Avrupa Kürt Kadın Hareketi (TJK-E) tarafından yapılan yazılı açıklamada, "Kadınların öncülüğüyle gelişen Rojava Devrimi hem örgütlü halk topluluklarının hem de kadının örgütlü gücü ile etkisini bütün Ortadoğu ve dünya halklarına yansıtmaktadır. Bu nedenle Rojava Devrimi bir kadın devrimi olarak tanımlanmaktadır. Kadınların örgütlü katılımı dünyada yeni bir tarihi başlatmış ve toplumun yeniden kendi kökleri üzerinden ayağa kalkmasını sağlamıştır" denildi.
"Beş bin yıldır eve kapatılan kadınlar bugün özgürlük mücadelesinin öncü gücü ve faşist sistemlerin korkulu rüyası olmuştur" vurgusunda bulunulan açıklamada, "Bugün, politika geliştiren, güvenliği sağlayan, irade kazanmış, yaşamın her anında ve her yerinde özgürlük kavgası veren bir kadın gerçeği yaratılmıştır. Bunun önünü artık hiçbir rejim, sistem ve diktatör alamaz. Tüm dünyanın ilham aldığı ve hayranlığını uyandıran Kürt kadınlarının direnişinin önünü kimse alamaz" diye kaydedildi.
'ÖZGÜR KADIN İRADESİ HEDEF ALINDI'
Açıklamada şöyle denildi:
"Devrimin başından beri faşist TC devleti tarafından desteklenen, beslenen çeteler Rojava Devrimi'ne yoğun saldırılar gerçekleştirmektedir. Rojava'da kadınların öncülüğünde gelişen devrim sürecini sindiremeyen ve yaşanan gelişmeleri kendi varlığı için tehdit sayan faşist AKP-MHP rejimi işgal saldırıları gerçekleştirmiş, binlerce insanı katletmiş, kadınlara dönük tecavüz ve katliamlar gerçekleştirmiştir. Efrîn'de, Serêkaniyê'de yüzlerce kadın katledilmiş, yüzlercesi kaçırılmış, tecavüze, tacize uğramıştır.
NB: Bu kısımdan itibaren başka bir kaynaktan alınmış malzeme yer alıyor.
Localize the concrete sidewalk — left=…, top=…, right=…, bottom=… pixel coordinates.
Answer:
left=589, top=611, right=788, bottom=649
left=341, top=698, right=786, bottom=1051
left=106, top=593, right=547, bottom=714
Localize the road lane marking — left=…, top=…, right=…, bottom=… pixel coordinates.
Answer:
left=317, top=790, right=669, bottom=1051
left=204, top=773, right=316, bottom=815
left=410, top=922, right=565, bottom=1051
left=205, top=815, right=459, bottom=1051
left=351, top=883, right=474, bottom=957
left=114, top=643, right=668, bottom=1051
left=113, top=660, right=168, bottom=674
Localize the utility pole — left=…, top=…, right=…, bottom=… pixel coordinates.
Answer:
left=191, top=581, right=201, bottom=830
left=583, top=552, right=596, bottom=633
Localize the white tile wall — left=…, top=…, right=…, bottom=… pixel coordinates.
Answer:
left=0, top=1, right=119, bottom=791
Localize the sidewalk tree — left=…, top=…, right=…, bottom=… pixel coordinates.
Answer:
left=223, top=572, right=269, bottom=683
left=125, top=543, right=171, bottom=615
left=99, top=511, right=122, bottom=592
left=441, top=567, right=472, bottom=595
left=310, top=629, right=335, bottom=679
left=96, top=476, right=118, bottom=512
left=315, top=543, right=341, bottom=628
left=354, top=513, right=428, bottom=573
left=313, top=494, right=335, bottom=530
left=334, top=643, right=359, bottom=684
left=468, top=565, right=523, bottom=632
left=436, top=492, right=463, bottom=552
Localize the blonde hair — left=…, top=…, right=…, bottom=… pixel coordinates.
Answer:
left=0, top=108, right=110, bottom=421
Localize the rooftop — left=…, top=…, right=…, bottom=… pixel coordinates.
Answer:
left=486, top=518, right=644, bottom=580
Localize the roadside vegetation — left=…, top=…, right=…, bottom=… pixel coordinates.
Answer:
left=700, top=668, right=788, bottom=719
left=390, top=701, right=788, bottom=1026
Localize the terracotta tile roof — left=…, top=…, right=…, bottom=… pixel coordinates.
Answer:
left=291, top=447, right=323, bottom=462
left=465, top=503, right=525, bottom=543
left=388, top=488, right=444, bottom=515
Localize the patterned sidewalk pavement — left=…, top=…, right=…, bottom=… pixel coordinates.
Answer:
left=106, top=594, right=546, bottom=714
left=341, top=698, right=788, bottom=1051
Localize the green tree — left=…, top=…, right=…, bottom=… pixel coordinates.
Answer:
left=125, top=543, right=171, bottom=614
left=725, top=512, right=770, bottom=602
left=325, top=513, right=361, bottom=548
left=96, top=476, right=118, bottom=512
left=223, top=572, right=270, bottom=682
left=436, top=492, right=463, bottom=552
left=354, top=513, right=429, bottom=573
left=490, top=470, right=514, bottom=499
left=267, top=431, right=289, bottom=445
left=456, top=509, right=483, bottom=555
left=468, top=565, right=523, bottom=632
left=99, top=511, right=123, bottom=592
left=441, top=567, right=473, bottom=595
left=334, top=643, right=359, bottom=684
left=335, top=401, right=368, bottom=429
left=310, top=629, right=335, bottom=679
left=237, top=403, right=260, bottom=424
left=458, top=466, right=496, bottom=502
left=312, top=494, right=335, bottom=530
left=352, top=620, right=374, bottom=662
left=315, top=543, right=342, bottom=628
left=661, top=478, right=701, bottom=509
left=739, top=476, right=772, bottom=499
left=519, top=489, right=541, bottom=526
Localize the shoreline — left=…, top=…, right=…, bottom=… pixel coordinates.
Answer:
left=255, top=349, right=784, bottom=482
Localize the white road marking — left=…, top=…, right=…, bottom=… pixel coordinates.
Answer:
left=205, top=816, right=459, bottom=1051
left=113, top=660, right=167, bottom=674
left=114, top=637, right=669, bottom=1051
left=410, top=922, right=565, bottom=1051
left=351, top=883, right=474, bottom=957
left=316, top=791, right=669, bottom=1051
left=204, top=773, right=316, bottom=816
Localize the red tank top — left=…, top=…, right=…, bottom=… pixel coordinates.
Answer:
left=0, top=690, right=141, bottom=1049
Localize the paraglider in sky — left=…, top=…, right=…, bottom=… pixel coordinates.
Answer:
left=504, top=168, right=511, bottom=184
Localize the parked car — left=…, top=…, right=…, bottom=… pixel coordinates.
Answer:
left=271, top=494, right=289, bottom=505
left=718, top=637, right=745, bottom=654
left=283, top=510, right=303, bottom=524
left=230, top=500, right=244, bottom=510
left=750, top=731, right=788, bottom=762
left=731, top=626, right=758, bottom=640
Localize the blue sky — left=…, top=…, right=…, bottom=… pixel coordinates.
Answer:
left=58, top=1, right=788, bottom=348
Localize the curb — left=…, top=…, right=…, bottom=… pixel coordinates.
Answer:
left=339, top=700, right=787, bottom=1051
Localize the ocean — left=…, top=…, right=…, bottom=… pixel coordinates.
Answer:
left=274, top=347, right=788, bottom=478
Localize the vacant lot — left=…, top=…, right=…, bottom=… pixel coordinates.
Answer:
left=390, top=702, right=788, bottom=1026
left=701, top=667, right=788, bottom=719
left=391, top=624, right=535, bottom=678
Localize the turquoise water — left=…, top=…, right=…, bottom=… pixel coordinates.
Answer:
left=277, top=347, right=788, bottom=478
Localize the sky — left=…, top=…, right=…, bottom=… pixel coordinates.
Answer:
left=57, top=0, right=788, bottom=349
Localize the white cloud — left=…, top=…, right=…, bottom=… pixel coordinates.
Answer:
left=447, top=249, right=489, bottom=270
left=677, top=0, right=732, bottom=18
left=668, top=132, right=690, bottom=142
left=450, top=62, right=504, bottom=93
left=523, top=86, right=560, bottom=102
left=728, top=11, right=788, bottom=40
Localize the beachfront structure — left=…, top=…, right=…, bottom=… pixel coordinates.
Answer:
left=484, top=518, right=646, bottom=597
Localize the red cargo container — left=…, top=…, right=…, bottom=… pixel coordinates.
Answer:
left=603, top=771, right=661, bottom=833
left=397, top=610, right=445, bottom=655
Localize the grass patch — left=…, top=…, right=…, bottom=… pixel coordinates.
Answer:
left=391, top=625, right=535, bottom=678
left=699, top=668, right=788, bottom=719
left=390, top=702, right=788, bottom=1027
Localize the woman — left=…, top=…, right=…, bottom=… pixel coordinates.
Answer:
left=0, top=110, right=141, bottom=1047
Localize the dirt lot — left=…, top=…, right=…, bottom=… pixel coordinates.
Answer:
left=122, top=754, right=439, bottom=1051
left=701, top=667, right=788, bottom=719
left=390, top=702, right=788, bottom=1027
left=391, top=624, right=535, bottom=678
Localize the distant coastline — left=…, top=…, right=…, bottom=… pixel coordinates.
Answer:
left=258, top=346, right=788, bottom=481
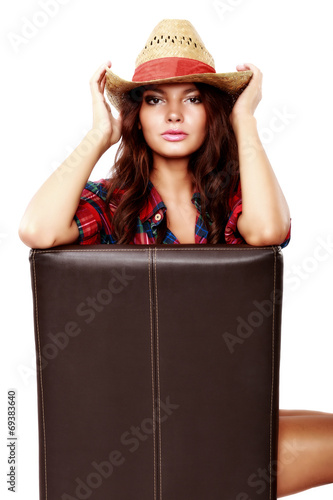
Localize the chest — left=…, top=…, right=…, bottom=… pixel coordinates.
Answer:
left=165, top=202, right=198, bottom=244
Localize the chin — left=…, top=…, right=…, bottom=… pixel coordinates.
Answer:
left=158, top=145, right=199, bottom=158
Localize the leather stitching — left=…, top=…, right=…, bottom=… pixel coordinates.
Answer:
left=32, top=252, right=48, bottom=500
left=270, top=248, right=277, bottom=500
left=148, top=248, right=157, bottom=500
left=154, top=247, right=163, bottom=499
left=32, top=246, right=278, bottom=254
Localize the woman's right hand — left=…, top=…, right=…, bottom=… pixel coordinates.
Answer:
left=89, top=61, right=122, bottom=152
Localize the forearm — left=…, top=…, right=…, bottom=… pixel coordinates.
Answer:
left=232, top=115, right=290, bottom=246
left=19, top=129, right=107, bottom=247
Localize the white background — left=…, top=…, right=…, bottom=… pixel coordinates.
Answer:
left=1, top=0, right=332, bottom=498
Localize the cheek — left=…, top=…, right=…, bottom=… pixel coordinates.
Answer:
left=190, top=107, right=207, bottom=132
left=139, top=107, right=155, bottom=136
left=138, top=109, right=158, bottom=148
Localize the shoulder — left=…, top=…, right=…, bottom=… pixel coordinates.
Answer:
left=81, top=178, right=111, bottom=201
left=81, top=178, right=126, bottom=208
left=75, top=178, right=126, bottom=244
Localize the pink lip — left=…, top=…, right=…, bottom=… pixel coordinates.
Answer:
left=161, top=129, right=188, bottom=142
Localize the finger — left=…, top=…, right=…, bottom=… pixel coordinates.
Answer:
left=241, top=62, right=255, bottom=70
left=98, top=61, right=111, bottom=79
left=100, top=72, right=106, bottom=89
left=90, top=69, right=109, bottom=103
left=90, top=61, right=112, bottom=88
left=235, top=63, right=252, bottom=71
left=236, top=64, right=262, bottom=91
left=236, top=62, right=260, bottom=73
left=116, top=112, right=123, bottom=126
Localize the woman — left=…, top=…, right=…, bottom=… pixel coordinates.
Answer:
left=19, top=19, right=332, bottom=497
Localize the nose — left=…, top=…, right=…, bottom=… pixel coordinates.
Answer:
left=166, top=101, right=183, bottom=123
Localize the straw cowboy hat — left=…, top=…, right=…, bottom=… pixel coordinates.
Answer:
left=105, top=19, right=253, bottom=111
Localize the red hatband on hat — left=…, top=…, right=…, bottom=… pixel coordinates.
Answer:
left=132, top=57, right=216, bottom=82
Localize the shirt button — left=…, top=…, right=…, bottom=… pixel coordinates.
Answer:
left=154, top=213, right=162, bottom=221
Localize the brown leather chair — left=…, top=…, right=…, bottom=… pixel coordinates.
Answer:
left=29, top=243, right=283, bottom=500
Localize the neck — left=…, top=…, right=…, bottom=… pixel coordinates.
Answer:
left=149, top=154, right=195, bottom=202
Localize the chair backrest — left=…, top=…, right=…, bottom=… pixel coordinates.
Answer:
left=29, top=243, right=283, bottom=500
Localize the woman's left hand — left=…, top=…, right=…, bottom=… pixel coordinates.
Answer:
left=229, top=63, right=263, bottom=125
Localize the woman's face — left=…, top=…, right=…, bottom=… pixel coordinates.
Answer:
left=138, top=83, right=207, bottom=161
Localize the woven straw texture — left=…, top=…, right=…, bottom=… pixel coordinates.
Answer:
left=105, top=19, right=253, bottom=111
left=135, top=19, right=214, bottom=68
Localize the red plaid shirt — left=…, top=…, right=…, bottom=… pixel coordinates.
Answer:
left=74, top=178, right=291, bottom=247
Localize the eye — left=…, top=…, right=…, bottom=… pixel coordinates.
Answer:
left=187, top=96, right=202, bottom=104
left=145, top=96, right=163, bottom=105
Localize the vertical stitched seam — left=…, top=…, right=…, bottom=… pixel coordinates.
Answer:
left=32, top=252, right=48, bottom=500
left=154, top=247, right=162, bottom=499
left=270, top=249, right=277, bottom=500
left=148, top=248, right=157, bottom=500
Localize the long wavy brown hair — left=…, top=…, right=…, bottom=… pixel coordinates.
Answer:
left=105, top=83, right=240, bottom=244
Son olarak Rojava’nın Til El Şayir nahiyesi Meclis Eşbaşkanı Seide Feysal El Hermas ve yardımcısı Hinid Letîf El Xidêr katledilmiştir. Bu katliam ile Rojava Devrimi hedeflenmiş, Rojava’da sağlanan istikrarlı ve güvenli ortamı bozulmak istenmiştir. Bu katliam ile özgür kadın iradesi hedeflenerek, kadınlar sessizliğe gömülmek istenmektedir. Demokratik ulus temelinde kurulan özgür ve eşitlikçi yaşama dönük gelişen bu saldırıları kabul etmiyor, nefretle kınıyoruz. Bu katliamlar özgür kadından ne kadar korktuklarını göstermektedir. Bu katliam ile diktatör Erdoğan’ın suç listesine yeni bir suç daha eklenmiştir.
'SESSİZLİĞİ KINIYORUZ'
Uluslararası kamuoyunun, uluslararası kadın örgütlerinin ve hukuk örgütlerinin kadınlara yönelik işlenen suçlara karşı sessizliğini şiddetle kınıyoruz. Bu kurum ve kuruluşları sorumlulukları görevlerini yerine getirmeye çağırıyoruz.
Bu temelde şehit ailelerine başsağlığı diliyoruz. Kadın iradesini ve özgürlüğünü hedefleyen tüm faşist ve soykırım saldırılarına karşı mücadeleyi büyütme sözü veriyoruz. Kadın kazanımlarını ve haklarının koruma kararlılığımızı bir kez daha belirtiyor, bu faşist sistemi köklerinden söküp atacağımızı belirtiyoruz.
'KADINLAR HER ZAMANKİNDEN GÜÇLÜ'
Unutulmamalı ki bugün kadınlar söz, karar ve eylem sahibi. Bugün kadınlar her zamankinden daha güçlü. Rojava’da işgalci güçler sökülüp atılana ve diktatör Erdoğan yargılanana kadar mücadelemiz büyüyerek devam edecek. Faşizm ve diktatörlükler kaybedecek, kadınların özgürlük mücadelesi kazanacak."